Cualquier literatura que se practique como disidencia de identidad respecto al formato reglamentario de la cultura masculino-paterna; cualquier escritura que se haga cómplice de la ritmicidad transgresora de lo femenino-pulsional, desplegaría el coeficiente minoritario y subversivo (contradominante) de lo “femenino”. Cualquier escritura en posición de descontrolar la pauta de la discursividad masculina/hegemónica compartiría el “devenir-minoritario” (Deleuze-Guattari) de un femenino que opera como paradigma de desterritorialización de los regímenes de poder y captura de la identidad normada y centrada por la cultura oficial.

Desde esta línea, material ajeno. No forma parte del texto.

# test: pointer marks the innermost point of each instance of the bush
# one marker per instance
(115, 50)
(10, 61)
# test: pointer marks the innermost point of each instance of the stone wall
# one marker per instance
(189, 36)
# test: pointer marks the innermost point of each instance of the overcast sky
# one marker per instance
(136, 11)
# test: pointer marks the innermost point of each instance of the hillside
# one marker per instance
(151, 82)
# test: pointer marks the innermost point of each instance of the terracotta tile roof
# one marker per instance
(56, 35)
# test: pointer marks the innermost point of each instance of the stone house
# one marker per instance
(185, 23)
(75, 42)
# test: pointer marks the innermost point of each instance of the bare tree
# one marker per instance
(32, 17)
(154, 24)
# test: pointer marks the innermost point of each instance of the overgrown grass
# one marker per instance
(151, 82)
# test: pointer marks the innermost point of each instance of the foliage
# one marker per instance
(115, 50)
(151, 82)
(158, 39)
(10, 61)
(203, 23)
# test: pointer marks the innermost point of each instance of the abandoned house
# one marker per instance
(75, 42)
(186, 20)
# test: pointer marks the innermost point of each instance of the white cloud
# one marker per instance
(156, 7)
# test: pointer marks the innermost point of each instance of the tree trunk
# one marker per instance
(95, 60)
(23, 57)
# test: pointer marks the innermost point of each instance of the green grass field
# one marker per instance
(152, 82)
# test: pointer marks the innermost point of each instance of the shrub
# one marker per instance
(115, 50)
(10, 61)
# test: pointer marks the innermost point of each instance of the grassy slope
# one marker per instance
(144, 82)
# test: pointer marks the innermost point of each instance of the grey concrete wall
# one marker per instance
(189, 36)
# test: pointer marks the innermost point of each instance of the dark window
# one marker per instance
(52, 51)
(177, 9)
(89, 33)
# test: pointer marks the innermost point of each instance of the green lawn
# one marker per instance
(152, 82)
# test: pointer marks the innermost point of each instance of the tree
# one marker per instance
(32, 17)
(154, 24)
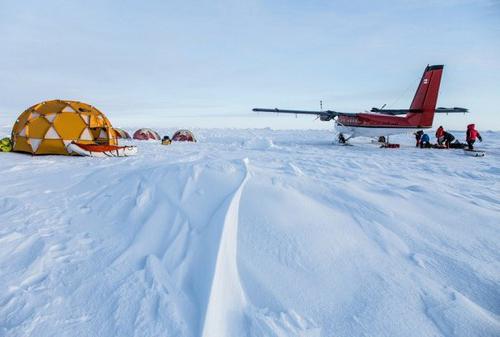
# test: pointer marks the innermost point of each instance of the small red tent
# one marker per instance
(183, 136)
(122, 134)
(146, 134)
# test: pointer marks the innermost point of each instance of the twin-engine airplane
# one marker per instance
(386, 122)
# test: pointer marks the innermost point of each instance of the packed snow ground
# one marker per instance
(252, 233)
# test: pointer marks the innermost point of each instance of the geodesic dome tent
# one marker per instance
(120, 133)
(183, 136)
(146, 134)
(49, 127)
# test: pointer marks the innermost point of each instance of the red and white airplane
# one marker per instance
(386, 122)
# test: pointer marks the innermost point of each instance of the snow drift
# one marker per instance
(252, 233)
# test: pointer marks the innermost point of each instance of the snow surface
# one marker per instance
(252, 233)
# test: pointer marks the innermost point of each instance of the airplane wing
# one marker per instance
(326, 114)
(405, 111)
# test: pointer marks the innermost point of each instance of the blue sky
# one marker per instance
(207, 63)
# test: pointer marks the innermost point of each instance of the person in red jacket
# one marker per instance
(472, 135)
(440, 135)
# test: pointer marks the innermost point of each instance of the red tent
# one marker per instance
(120, 133)
(146, 134)
(183, 136)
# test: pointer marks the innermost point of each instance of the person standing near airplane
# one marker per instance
(440, 135)
(471, 135)
(448, 138)
(418, 136)
(425, 141)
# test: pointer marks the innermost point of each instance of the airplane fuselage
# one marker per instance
(375, 125)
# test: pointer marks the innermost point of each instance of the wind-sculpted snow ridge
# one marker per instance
(252, 233)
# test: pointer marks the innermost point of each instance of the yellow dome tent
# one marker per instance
(49, 127)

No obstante, para el cine feminista, no basta la disrupción formal. Un cine feminista es un cine político, y como tal no puede desvincularse de su discurso. Desde esta lógica, los trabajos de factura más clásica realizados por Bette Gordon, Maxi Cohen o Laurence Gavron también contienen gestos feministas debido a su marcado interés por ciertas temáticas vinculadas a la situación de las mujeres y la diferencia sexual. Por ejemplo, Gordon aborda el obstáculo que suponen las brechas sociales para la conformación de las mujeres como unidad (De Beauvoir). Por otra parte, Cohen aborda los modos en que la violencia afecta de manera particular a mujeres y disidencias; mientras que Gavron, como Akerman, comenta sobre el carácter restrictivo de las labores domésticas y los trabajos de cuidado en relación al desarrollo artístico. Por lo tanto, siguiendo a De Lauretis, el desafío feminista de “aprender a hablar de nuevo” exige buscar estrategias que otorguen voces al silencio de las mujeres, para descubrir, o inventar, prácticas de representación en las que el género “no se vea suprimido ni desmaterializado en la misma discursividad, sino reivindicado y negado al mismo tiempo, afirmado y cuestionado, deconstruido y reconstruido”.
¿Qué es, entonces, el cine feminista? En realidad, podrían formularse múltiples definiciones. Sin embargo, para Laura Mulvey el asunto es más rígido: el cine feminista es aquel que desarticula el lenguaje hegemónico mediante una estética de la negación. A mediados de los setenta, Mulvey suponía ingenuamente que Hollywood estaba pronto a desaparecer. Parecía que la renovación del cine a nivel internacional y el surgimiento de las nuevas teorías del cine acabarían con el modo de representación institucional. Pero la historia fue distinta: tras la caída de la censura, el cine norteamericano demostró una gran capacidad de adaptación. Y aunque la contracultura ofrecía un espacio para la experimentación formal, no resultó ser una respuesta definitiva al problema de la representación de las mujeres y su precaria situación en tanto que productoras de cultura. La propia Mulvey reconoció la falta de eficiencia política del counter-cinema y su limitado alcance. De todas formas, el trabajo de cineastas como Chantal Akerman o Ulrike Ottinger desplazó la línea de lo posible a partir de la re-inflexión de sus prácticas autorales. Más tarde, aparecen nuevas perspectivas de la mano de Claire Johnston, Teresa De Lauretis, Annette Kuhn, bell hooks o Alison Butler. De cualquier forma, la pregunta por el cine de mujeres, y el cine feminista, continúa generando reflexiones y, sobre todo, constantes exploraciones formales desde las más diversas sensibilidades.